Nowadays, applications Developers’ve designed new tables and indexes in many projects due to DB Architects/DB performance expert’s unavailability. Often due to a lack of indexes, queries that were extremely fast when database tables have only thousands of rows will become quite slow when the tables have millions of rows.
In this blog, I will explain a simple, easy and most efficient way to speed up MySQL queries by application developers or MySQL DBA engineers.
MySQL Slow Query Log File:
Generally, MySQL Can save all slow queries into a file after enabling MySQL slow query log file. It is disabled by default and easy to enable using the following MySQL commands.
SET GLOBAL slow_query_log = 'ON';
SET GLOBAL long_query_time = 0.1;
These MySQL configuration settings help to save all SQL Queries which has taken more than 100 milliseconds. To clarify, The MySQL variable long_query_time can control the time interval, you can change it if you want to increase or decrease. As for my knowledge, MySQL gives the best performance after optimizing all slow queries(>100ms) which have taken more than 100ms execution time.

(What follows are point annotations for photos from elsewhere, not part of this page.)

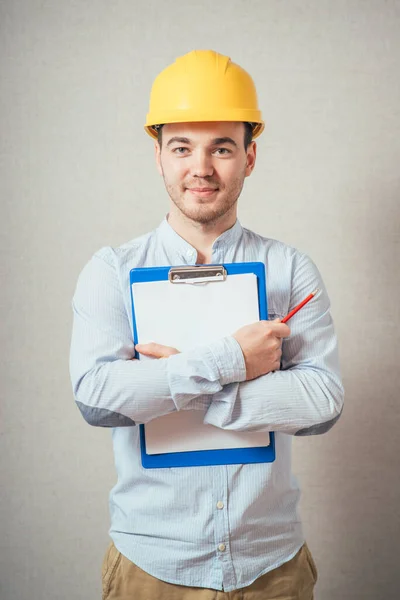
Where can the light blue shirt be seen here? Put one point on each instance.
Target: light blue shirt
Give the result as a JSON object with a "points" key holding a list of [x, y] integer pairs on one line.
{"points": [[217, 527]]}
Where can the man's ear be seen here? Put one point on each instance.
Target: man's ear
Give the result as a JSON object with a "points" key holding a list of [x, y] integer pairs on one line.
{"points": [[157, 153], [251, 158]]}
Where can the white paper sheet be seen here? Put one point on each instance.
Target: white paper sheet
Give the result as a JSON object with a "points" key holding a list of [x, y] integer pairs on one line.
{"points": [[185, 316]]}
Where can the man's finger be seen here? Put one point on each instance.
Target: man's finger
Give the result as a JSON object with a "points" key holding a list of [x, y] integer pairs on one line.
{"points": [[156, 350]]}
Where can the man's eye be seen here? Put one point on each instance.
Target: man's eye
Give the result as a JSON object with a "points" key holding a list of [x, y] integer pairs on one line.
{"points": [[180, 150]]}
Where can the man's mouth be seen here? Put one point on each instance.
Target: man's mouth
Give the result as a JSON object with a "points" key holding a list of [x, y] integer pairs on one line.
{"points": [[202, 191]]}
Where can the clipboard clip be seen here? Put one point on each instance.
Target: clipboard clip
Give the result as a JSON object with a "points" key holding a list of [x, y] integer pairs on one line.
{"points": [[206, 274]]}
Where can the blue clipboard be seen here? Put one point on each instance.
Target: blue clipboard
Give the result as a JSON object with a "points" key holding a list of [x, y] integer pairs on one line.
{"points": [[197, 458]]}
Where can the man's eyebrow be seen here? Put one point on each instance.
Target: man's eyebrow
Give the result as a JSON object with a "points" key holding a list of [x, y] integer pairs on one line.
{"points": [[215, 142], [225, 140], [178, 139]]}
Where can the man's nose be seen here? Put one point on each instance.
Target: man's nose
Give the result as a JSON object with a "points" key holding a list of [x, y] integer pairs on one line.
{"points": [[202, 165]]}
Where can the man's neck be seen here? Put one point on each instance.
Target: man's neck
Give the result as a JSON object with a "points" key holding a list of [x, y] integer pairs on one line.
{"points": [[201, 235]]}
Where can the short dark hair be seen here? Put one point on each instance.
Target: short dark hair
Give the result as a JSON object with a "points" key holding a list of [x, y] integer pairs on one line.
{"points": [[248, 134]]}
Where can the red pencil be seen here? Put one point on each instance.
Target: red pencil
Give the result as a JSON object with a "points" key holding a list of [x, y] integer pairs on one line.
{"points": [[297, 308]]}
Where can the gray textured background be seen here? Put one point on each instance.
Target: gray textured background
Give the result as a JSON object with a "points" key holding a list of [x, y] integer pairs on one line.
{"points": [[77, 173]]}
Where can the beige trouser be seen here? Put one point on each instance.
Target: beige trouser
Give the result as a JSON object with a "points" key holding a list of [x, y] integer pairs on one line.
{"points": [[122, 580]]}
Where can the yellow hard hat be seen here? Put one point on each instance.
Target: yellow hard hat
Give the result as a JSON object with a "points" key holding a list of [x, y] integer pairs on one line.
{"points": [[203, 86]]}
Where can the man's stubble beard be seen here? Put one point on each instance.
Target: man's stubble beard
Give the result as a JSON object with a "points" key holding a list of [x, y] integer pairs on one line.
{"points": [[204, 214]]}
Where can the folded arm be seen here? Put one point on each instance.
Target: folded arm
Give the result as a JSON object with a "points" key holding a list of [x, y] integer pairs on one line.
{"points": [[305, 396], [110, 387]]}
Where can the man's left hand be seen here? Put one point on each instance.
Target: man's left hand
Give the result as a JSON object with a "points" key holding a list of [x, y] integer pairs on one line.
{"points": [[156, 350]]}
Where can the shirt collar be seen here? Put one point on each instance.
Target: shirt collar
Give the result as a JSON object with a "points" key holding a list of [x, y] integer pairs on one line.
{"points": [[184, 250]]}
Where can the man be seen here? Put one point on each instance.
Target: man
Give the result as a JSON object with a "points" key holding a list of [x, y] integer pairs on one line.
{"points": [[229, 531]]}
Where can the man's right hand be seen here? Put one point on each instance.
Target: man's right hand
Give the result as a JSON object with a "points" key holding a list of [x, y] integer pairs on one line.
{"points": [[261, 345]]}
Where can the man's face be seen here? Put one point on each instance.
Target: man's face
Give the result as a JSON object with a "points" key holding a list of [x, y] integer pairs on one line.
{"points": [[204, 166]]}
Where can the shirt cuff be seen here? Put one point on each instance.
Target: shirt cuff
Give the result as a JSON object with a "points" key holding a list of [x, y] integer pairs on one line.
{"points": [[229, 359]]}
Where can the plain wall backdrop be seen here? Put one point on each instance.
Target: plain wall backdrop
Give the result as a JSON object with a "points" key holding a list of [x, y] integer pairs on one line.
{"points": [[78, 173]]}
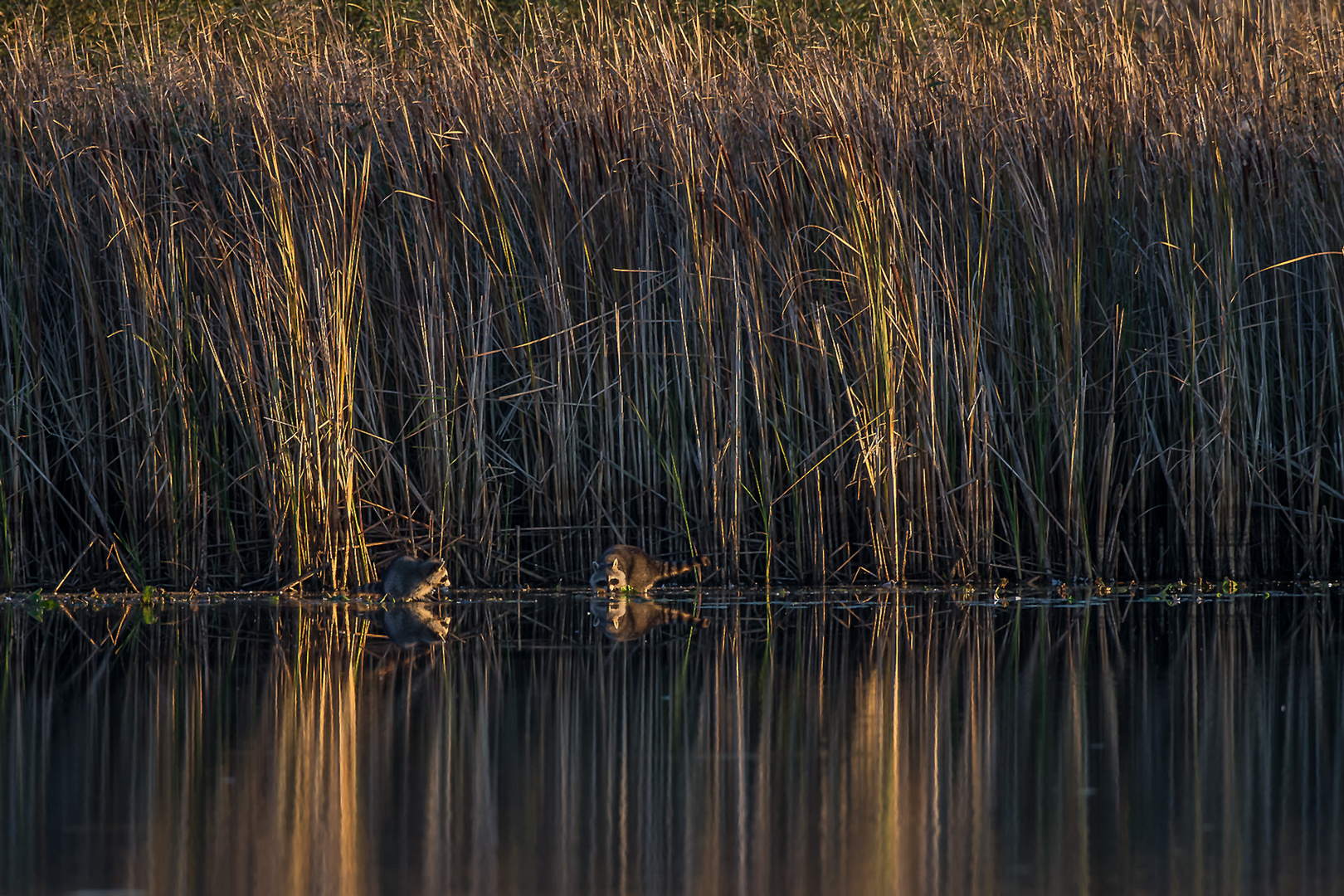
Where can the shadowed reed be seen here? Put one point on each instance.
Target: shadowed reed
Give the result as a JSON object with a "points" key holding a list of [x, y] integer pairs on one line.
{"points": [[878, 299]]}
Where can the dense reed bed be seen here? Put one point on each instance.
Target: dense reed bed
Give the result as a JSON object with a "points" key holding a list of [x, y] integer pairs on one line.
{"points": [[880, 299]]}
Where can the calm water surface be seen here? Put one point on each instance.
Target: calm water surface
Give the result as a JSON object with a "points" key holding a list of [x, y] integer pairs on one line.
{"points": [[839, 742]]}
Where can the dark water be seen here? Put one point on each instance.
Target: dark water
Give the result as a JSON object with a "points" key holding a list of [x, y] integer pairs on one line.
{"points": [[819, 743]]}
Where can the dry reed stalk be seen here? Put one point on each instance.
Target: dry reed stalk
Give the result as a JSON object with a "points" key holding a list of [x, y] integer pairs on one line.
{"points": [[825, 303]]}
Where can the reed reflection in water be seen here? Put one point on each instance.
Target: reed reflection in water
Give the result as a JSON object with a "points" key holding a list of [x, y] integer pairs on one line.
{"points": [[840, 743]]}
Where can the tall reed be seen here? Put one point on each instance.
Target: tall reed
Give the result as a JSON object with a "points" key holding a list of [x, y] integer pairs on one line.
{"points": [[886, 299]]}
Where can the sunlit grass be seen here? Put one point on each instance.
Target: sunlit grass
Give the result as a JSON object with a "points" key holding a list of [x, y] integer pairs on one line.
{"points": [[869, 297]]}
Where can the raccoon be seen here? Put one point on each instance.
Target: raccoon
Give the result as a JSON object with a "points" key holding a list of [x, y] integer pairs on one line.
{"points": [[626, 620], [410, 579], [624, 566], [413, 624]]}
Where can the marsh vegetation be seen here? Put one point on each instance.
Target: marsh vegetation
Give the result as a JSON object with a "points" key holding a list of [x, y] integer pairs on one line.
{"points": [[918, 292]]}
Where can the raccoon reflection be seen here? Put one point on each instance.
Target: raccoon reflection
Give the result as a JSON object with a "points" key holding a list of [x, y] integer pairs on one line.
{"points": [[629, 618], [624, 566], [410, 625]]}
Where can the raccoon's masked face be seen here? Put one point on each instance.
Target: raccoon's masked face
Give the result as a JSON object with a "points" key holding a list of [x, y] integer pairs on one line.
{"points": [[608, 577]]}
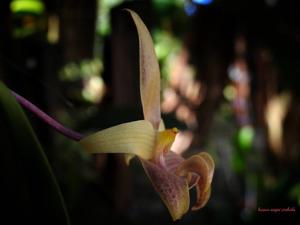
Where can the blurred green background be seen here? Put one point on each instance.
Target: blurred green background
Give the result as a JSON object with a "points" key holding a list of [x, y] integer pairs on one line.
{"points": [[230, 75]]}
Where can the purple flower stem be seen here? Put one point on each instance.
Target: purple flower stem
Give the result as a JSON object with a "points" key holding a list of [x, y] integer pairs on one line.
{"points": [[47, 119]]}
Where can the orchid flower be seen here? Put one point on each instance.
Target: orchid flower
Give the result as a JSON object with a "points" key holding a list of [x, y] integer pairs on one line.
{"points": [[170, 174]]}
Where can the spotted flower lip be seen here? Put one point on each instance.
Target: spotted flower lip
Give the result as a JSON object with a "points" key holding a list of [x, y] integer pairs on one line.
{"points": [[171, 175]]}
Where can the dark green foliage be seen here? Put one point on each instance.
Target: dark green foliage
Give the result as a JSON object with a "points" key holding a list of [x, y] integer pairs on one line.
{"points": [[29, 191]]}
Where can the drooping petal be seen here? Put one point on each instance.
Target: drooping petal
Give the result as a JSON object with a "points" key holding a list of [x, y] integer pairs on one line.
{"points": [[137, 138], [172, 189], [164, 140], [149, 73], [203, 165]]}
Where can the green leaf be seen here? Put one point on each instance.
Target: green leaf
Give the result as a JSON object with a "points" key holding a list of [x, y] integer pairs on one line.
{"points": [[29, 191]]}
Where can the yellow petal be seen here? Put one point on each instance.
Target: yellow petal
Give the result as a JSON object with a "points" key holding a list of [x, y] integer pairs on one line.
{"points": [[164, 141], [136, 138], [161, 125], [128, 157], [149, 73]]}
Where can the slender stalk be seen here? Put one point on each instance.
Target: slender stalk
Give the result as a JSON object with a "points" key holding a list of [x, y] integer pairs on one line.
{"points": [[47, 119]]}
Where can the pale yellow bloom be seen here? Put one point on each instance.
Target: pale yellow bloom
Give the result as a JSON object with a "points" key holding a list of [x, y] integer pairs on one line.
{"points": [[170, 174]]}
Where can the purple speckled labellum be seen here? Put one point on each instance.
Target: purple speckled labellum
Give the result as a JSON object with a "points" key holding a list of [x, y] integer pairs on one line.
{"points": [[172, 189]]}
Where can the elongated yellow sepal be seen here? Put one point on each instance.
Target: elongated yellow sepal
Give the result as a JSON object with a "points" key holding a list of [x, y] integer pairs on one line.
{"points": [[149, 73], [137, 138]]}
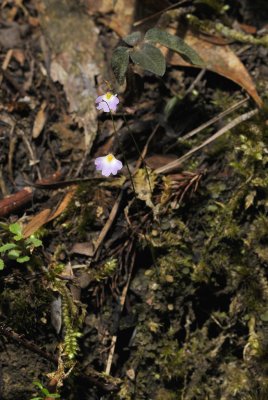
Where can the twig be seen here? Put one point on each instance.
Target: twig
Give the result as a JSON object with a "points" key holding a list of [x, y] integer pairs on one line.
{"points": [[108, 223], [90, 374], [141, 21], [176, 163], [122, 303], [214, 119]]}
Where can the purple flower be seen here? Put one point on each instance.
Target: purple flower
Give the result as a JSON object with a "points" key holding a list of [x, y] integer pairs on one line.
{"points": [[108, 165], [107, 102]]}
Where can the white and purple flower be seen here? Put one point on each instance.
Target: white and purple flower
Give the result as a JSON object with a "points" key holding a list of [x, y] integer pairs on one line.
{"points": [[108, 165], [107, 102]]}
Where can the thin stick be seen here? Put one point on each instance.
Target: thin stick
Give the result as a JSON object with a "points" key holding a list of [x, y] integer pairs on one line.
{"points": [[214, 119], [122, 303], [176, 163], [139, 152], [122, 151]]}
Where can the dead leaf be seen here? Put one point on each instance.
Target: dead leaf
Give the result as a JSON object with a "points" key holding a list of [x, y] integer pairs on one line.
{"points": [[159, 160], [144, 186], [220, 59], [84, 248], [40, 120], [47, 215]]}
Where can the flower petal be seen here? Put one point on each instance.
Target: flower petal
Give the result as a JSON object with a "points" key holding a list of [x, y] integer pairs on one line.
{"points": [[99, 99]]}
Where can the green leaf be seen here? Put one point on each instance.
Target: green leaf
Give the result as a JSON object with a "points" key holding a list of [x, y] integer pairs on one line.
{"points": [[7, 246], [14, 254], [38, 384], [133, 38], [149, 58], [120, 60], [16, 229], [23, 259], [174, 43], [33, 241]]}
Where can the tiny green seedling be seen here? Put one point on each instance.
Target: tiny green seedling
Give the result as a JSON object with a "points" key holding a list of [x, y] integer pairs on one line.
{"points": [[17, 248]]}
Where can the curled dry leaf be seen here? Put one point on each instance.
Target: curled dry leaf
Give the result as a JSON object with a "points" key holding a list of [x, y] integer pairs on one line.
{"points": [[217, 58]]}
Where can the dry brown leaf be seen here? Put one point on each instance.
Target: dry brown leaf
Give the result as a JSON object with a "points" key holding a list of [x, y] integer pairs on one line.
{"points": [[84, 248], [76, 60], [220, 59], [40, 120], [47, 215]]}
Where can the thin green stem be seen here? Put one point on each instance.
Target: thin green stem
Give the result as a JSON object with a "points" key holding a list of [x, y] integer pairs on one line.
{"points": [[122, 151], [139, 152]]}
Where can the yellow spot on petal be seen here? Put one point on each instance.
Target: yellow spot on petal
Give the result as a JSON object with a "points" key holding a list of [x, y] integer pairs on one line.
{"points": [[110, 157]]}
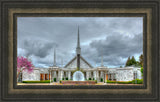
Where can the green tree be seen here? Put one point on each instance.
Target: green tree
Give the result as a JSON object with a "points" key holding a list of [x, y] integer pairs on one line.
{"points": [[131, 61], [127, 63], [142, 70], [141, 59]]}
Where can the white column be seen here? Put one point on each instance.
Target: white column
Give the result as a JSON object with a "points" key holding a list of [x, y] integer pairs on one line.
{"points": [[69, 75], [43, 76], [50, 76], [97, 76]]}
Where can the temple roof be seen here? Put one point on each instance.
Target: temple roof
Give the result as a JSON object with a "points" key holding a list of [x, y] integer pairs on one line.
{"points": [[75, 59]]}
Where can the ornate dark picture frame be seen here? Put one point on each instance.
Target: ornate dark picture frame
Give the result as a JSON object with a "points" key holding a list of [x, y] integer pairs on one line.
{"points": [[11, 9]]}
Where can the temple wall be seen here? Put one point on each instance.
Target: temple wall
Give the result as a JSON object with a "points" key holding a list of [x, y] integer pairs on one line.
{"points": [[33, 76]]}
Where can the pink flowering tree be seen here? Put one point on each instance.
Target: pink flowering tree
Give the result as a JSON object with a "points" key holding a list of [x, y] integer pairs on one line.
{"points": [[23, 64]]}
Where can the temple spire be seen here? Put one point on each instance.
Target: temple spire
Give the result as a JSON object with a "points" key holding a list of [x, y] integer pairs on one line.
{"points": [[102, 59], [54, 57], [78, 49], [62, 62]]}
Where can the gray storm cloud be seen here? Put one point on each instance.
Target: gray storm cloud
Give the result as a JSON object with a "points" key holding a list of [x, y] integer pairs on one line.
{"points": [[116, 38]]}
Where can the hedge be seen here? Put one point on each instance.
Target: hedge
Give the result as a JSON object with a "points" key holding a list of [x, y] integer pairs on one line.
{"points": [[42, 81], [55, 80], [139, 81], [101, 79]]}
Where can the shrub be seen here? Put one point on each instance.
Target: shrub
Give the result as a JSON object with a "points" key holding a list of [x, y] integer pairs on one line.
{"points": [[137, 81], [101, 79], [124, 82], [108, 81], [42, 81], [95, 81], [54, 79]]}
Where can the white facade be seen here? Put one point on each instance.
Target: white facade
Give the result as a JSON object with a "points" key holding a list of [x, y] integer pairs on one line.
{"points": [[66, 73]]}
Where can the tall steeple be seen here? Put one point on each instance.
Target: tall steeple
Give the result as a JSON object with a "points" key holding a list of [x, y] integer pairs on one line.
{"points": [[54, 58], [78, 49], [102, 59], [62, 62]]}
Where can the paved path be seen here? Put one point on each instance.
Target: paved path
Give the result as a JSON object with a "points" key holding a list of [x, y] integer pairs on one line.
{"points": [[61, 84]]}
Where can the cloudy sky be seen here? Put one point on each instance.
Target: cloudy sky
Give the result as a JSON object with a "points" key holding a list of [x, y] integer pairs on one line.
{"points": [[116, 38]]}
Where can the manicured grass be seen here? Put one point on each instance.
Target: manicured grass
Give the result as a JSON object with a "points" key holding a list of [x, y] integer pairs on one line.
{"points": [[138, 81], [42, 81]]}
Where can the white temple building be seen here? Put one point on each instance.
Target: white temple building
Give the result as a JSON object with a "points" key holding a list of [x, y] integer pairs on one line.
{"points": [[56, 73]]}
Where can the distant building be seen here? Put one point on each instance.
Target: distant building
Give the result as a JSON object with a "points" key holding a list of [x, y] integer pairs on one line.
{"points": [[90, 72]]}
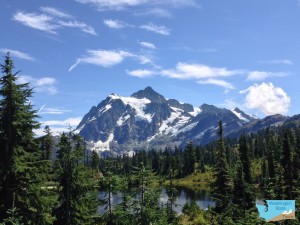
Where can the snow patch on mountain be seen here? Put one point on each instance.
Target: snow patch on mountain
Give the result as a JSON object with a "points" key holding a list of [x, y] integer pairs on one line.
{"points": [[100, 146], [174, 122], [138, 104], [196, 111], [122, 119]]}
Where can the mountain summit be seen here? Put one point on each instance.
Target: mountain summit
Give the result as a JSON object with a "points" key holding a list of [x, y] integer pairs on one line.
{"points": [[147, 119], [150, 94]]}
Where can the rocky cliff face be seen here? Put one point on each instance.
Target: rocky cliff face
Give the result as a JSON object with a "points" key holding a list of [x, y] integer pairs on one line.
{"points": [[147, 119]]}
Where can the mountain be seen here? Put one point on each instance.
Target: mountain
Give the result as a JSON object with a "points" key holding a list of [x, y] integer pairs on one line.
{"points": [[147, 119]]}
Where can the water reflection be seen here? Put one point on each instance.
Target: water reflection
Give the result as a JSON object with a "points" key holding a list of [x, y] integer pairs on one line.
{"points": [[182, 195]]}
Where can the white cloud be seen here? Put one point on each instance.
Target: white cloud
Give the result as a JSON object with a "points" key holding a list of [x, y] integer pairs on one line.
{"points": [[141, 73], [278, 61], [75, 24], [115, 24], [267, 98], [44, 84], [217, 82], [51, 20], [156, 29], [123, 4], [58, 126], [73, 122], [158, 12], [262, 75], [147, 45], [56, 12], [198, 71], [107, 58], [17, 54], [37, 21], [55, 111]]}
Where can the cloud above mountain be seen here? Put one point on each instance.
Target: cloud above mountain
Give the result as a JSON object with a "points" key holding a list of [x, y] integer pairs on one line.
{"points": [[267, 98]]}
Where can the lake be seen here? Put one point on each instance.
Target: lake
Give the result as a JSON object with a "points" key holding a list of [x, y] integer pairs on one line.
{"points": [[182, 196]]}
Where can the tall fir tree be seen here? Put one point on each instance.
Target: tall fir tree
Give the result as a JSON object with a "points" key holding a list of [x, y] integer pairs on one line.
{"points": [[221, 186], [77, 189], [22, 180], [249, 196]]}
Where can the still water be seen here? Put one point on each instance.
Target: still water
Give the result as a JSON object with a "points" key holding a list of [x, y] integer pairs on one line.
{"points": [[182, 196]]}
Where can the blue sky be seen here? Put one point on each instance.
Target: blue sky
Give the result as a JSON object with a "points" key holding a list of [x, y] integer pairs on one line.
{"points": [[223, 52]]}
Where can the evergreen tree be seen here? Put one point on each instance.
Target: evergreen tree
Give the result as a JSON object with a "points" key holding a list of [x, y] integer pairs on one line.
{"points": [[146, 206], [47, 143], [287, 164], [249, 197], [77, 193], [221, 186], [24, 195], [95, 162]]}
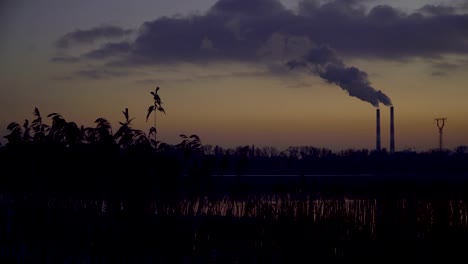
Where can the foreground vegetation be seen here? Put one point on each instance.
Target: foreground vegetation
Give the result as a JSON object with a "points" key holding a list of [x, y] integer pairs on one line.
{"points": [[99, 196]]}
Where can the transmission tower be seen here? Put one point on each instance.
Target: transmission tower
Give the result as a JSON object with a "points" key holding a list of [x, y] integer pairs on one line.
{"points": [[440, 125]]}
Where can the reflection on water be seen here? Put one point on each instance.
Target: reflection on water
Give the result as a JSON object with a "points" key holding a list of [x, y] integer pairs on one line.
{"points": [[223, 228]]}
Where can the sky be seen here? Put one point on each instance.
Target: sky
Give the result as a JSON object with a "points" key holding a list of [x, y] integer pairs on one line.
{"points": [[263, 72]]}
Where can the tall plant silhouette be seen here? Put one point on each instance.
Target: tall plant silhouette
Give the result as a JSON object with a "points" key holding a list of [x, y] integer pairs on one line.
{"points": [[127, 136], [38, 127], [157, 106]]}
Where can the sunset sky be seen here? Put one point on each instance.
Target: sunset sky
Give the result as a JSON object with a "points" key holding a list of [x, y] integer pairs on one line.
{"points": [[235, 72]]}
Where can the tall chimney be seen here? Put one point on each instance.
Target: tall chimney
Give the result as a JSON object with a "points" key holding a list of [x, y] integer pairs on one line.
{"points": [[377, 145], [392, 130]]}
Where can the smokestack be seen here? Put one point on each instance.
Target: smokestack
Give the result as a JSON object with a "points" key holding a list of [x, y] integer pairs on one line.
{"points": [[377, 145], [392, 130]]}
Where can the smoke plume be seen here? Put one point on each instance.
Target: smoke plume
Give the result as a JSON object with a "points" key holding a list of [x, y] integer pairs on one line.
{"points": [[324, 62]]}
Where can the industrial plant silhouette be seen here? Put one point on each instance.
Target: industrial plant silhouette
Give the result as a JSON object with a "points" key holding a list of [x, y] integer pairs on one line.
{"points": [[70, 194]]}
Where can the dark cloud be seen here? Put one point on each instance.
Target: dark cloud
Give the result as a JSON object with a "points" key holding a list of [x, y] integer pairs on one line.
{"points": [[447, 66], [437, 10], [243, 31], [97, 74], [65, 59], [90, 35], [109, 50], [324, 62]]}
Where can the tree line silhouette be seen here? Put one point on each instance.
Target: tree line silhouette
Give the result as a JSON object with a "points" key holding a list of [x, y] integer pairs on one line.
{"points": [[93, 192], [62, 155]]}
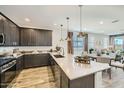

After one day, the slow query log file has all queries which need query optimization. By default, MySQL creates the slow query log file in the data directory folder. Using the following command you get the exact location of the slow query log file.
show VARIABLES like '%slow_query_log_file%'
MySQL Slow Query Log analyzing utilities & Tools
- mysqldumpslow , Pt-query-digest [utilities]
- SmartWorkbench Slow query log File analyzer [Advance tool with Query Optimization]
There are some utilities named sqldumpslow , Pt-query-digest which can consolidate slow query log files and generate a report. It has basic information such as Identical Queries execution frequency, execution time, Lock time etc. This information helps found topmost problematic slow queries. Generally, It is useful if your project has a DB architect or DB performance expert for Optimizing queries. But, It can’t help you to optimize SQL Queries which suppose to do by DB Performance Experts/ DB architects.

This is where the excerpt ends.